Healthcare News January 24, 2012

  • ‘Daily Show’ host presses Sebelius on states’ role in healthcare

    Comedian Jon Stewart pressed Health and Human Services Secretary Kathleen Sebelius with detailed questions Monday about the implementation of healthcare reform.

    Stewart raised HHS’ surprising decision to let the states define “essential” health benefits, asking why the states could be trusted with that task when many of them lack strong insurance regulations.

    “Why do we think they’ll have the ability to regulate it enough to create reasonable plans for people?” Stewart asked.

  • OVERNIGHT HEALTH: State of the Union frames election-year battles

    There’s a Republican debate tonight and the State of the Union is tomorrow, and the issue of abortion isn’t going away any time soon.

    SOTU preview: There are three possible tacks for President Obama to take with healthcare in tomorrow’s speech. He could rally the base by defending healthcare reform. He could emphasize his willingness to make certain cuts to his own law as well as Medicare and Medicaid. And he could hammer Republicans for their plan to privatize Medicare.

    House Democrats are very much on board with the third option, especially ahead of another round of budget resolutions that will once again include a proposal to convert Medicare into subsidies for private insurance. But in a climate of budget-cutting, it’s also worth noting that the White House has already put significant healthcare savings on the table.

  • Report: Many states lag in implementing healthcare law

    A new report from independent researchers could undercut the Obama administration’s claims that most states are implementing the new healthcare reform law.

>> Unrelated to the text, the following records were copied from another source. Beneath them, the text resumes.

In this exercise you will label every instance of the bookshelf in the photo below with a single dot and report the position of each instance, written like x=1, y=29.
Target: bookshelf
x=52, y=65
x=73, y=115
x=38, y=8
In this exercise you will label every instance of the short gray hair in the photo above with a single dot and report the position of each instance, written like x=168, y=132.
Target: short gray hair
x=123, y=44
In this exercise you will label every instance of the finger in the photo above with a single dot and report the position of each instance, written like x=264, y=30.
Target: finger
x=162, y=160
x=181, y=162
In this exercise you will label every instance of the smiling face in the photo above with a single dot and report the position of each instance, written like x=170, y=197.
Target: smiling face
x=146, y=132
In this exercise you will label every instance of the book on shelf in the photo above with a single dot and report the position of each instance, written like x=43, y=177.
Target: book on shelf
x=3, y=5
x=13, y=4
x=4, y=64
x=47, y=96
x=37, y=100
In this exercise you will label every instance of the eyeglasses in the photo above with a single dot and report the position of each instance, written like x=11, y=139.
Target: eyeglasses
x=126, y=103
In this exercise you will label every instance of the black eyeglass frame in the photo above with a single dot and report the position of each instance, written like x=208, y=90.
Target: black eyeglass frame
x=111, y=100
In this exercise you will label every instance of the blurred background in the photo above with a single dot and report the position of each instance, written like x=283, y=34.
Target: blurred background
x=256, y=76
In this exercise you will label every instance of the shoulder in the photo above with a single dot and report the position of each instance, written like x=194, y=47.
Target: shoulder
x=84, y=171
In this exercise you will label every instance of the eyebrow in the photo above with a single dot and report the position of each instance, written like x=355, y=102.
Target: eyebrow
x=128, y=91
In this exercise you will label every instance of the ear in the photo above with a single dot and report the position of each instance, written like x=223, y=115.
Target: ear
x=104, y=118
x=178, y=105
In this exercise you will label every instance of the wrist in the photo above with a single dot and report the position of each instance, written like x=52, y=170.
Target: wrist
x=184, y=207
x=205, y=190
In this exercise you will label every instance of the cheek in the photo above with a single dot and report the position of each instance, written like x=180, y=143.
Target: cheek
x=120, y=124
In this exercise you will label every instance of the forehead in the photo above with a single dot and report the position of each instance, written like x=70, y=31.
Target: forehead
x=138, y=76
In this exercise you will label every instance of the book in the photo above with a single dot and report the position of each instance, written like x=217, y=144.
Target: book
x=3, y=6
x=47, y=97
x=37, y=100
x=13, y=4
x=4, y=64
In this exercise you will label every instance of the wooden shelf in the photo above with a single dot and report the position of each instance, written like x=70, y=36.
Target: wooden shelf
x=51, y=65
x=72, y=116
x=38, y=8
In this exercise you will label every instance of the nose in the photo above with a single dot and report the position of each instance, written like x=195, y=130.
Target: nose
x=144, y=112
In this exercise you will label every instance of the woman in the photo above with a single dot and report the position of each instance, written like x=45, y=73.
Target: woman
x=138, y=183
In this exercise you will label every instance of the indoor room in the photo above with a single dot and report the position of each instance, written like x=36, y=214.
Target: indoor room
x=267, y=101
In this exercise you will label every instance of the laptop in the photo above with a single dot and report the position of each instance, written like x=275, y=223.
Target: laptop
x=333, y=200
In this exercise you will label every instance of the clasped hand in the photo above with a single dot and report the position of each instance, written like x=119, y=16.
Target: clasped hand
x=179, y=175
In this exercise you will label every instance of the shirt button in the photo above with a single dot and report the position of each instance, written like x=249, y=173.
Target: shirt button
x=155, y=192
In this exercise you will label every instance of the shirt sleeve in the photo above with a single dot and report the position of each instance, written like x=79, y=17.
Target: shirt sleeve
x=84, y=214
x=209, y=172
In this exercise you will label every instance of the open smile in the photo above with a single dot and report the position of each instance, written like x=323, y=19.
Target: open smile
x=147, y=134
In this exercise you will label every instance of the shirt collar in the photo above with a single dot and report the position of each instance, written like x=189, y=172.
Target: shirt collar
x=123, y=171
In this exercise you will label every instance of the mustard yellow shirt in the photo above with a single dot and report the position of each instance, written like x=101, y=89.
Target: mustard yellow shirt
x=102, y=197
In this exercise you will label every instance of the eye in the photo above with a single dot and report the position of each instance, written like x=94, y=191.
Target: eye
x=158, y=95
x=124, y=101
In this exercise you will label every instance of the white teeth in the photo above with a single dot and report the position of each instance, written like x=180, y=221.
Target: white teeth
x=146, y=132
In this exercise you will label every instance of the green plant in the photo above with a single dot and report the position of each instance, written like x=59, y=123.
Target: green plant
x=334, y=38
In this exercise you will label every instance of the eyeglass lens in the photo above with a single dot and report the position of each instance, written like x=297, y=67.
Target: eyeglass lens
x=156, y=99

    The Robert Wood Johnson Foundation and the Urban Institute said Monday that 15 states have made “little or no progress” implementing a key piece of the new law — an insurance exchange where individuals and small businesses can buy private insurance.

    The White House released its own report last week saying 28 states are working toward a state-based exchange. Along with states accepting grants for programs like the review of insurance rates, the figures show that “all States have taken some action to implement health reform,” the White House said.

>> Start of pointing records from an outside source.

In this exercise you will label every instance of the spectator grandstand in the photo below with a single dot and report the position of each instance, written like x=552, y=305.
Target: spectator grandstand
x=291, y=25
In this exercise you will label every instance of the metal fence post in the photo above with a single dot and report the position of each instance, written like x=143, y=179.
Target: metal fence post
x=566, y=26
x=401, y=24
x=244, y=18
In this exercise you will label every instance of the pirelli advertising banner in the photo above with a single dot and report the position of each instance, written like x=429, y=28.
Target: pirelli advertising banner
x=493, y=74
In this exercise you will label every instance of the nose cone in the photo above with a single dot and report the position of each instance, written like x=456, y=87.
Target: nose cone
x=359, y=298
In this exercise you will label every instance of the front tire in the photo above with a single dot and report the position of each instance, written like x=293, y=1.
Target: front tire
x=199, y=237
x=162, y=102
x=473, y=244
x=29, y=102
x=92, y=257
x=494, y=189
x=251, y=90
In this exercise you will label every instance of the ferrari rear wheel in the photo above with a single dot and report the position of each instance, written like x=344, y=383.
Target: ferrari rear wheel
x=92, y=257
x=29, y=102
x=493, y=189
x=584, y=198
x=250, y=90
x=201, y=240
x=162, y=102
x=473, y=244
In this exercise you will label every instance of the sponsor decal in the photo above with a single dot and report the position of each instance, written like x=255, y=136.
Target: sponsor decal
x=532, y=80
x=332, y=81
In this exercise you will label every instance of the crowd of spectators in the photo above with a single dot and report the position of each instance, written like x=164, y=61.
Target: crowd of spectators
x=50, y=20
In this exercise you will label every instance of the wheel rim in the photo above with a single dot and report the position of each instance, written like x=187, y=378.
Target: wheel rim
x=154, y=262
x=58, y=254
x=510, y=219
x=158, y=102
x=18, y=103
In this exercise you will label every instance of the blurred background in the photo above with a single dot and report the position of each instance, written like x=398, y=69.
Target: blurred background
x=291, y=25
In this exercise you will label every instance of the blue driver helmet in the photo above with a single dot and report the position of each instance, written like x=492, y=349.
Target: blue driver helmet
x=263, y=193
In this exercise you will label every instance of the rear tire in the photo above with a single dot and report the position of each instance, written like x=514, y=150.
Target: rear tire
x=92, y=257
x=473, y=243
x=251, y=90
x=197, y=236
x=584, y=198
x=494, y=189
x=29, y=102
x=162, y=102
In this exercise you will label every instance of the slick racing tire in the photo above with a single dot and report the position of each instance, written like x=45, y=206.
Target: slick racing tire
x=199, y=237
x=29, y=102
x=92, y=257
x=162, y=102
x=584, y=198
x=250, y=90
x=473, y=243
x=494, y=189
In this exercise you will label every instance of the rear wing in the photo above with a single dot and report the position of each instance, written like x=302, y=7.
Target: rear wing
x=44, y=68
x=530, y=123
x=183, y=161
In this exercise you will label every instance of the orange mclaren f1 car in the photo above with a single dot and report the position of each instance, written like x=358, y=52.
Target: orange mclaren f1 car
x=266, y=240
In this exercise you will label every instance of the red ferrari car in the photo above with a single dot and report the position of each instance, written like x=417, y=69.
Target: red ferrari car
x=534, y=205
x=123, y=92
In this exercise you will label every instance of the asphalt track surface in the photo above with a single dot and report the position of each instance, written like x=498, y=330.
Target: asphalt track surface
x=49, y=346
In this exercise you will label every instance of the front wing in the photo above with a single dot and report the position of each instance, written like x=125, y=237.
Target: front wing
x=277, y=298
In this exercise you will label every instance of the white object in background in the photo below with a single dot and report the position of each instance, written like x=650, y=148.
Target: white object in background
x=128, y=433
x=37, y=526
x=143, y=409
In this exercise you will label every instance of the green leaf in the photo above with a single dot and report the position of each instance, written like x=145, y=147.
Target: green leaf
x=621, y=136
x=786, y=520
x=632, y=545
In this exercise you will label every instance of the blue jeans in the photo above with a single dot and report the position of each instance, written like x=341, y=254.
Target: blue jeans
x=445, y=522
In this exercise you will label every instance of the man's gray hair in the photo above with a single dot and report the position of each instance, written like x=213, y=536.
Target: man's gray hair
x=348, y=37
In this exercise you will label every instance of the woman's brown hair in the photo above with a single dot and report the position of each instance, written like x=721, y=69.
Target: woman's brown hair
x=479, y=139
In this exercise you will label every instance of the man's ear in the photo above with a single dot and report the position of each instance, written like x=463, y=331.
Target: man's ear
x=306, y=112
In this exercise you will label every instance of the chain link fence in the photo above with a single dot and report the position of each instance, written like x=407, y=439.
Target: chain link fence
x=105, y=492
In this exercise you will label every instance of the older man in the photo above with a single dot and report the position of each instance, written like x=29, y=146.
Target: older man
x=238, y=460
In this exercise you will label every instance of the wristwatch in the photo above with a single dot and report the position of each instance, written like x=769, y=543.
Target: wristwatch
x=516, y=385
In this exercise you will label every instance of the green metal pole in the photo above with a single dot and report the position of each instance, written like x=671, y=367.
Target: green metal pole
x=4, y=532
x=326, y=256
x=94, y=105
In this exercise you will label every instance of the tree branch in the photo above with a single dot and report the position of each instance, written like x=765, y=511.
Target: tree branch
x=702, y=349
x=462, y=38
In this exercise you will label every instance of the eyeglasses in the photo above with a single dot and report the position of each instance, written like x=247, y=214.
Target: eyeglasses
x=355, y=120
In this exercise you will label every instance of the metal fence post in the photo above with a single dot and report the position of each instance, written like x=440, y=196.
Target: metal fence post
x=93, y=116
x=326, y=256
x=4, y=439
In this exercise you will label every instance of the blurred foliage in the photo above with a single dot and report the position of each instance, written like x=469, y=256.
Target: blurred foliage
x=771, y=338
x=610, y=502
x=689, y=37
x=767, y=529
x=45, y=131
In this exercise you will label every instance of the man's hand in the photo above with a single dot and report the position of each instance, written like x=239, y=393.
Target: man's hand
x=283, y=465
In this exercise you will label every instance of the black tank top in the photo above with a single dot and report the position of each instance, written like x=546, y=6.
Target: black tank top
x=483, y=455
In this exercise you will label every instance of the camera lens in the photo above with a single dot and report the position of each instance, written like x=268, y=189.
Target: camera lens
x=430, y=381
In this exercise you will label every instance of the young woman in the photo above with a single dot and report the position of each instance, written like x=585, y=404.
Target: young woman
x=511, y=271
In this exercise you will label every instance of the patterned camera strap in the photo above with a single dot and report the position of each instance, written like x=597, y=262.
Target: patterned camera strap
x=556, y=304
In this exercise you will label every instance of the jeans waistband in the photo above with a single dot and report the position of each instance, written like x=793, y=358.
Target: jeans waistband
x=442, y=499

    But the Urban Institute analysis released Monday isn’t as upbeat. It says there are major discrepancies in how much progress states have made, and that the most resistant states have the most to lose.

    The states that haven’t begun working seriously toward an exchange are among the states where the largest number of residents would be eligible for federal subsidies to help purchase insurance, the analysis says. It also notes that the federal government has the power to establish a federally run fallback in any state that does not set up its own exchange.

  • National Right to Life creates super-PAC to battle Obama

    A prominent anti-abortion-rights group has created a super-PAC to take on President Obama in 2012.

    The National Right to Life’s political action committee, dubbed the Victory Fund, will focus primarily on defeating Obama and electing a “pro-life president,” according to David O’Steen, the group’s executive director.

    “The challenge posed by Obama is the greatest danger we’ve ever [faced]. We see this as the greatest challenge to abortions since Roe v. Wade,” O’Steen said, referring to the Supreme Court decision.